15. „Das Kirchlein kennst du, Herr, das hoch 
auf eines Felsenberges Joch, 
der weit die Insel überschauet, 
des Meisters kühner Geist erbauet. 
Verächtlich scheint es, arm und klein, 
doch ein Mirakel schließt es ein: 
die Mutter mit dem Jesusknaben, 
den die drei Könige begaben. 
Auf dreimal dreißig Stufen steigt 
der Pilgrim nach der steilen Höhe 
doch hat er schwindelnd sie erreicht, 
erquickt ihn seines Heilands Nähe. 
16. „Tief in den Fels, auf dem es hängt, 
ist eine Grotte eingesprengt, 
vom Tau des nahen Moors befeuchtet, 
wohin des Himmels Strahl nicht leuchtet. 

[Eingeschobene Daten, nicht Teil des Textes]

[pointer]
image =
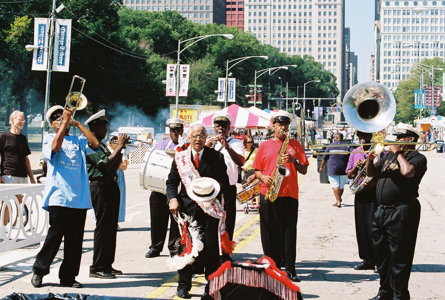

Hier hausete der Wurm und lag, 
den Raub erspähend, Nacht und Tag 
So hielt er, wie der Höllendrache, 
am Fuß des Gotteshauses Wache; 
und kam der Pilgrim hergewallt 
und lenkte in die Unglückstraße, 
hervorbrach aus dem Hinterhalt 
der Feind und trug ihn fort zum Fraße. 
17. „Den Felsen stieg ich jetzt hinan, 
eh' ich den schweren Strauß begann; 
hin kniet' ich vor dem Christuskinde 
uͤnd reinigte mein Herz von Sünde. 
Drauf gürt' ich mir im Heiligtum 
den blanken Schmuck der Waffen um, 
bewehre mit dem Spieß die Rechte, 
und nieder steig' ich zum Gefechte. 
Zurücke bleibt der Knappen Troß; 
ich gebe scheidend die Befehle 
und schwinge mich behend aufs Roß, 
und Gott empfehl' ich meine Seele.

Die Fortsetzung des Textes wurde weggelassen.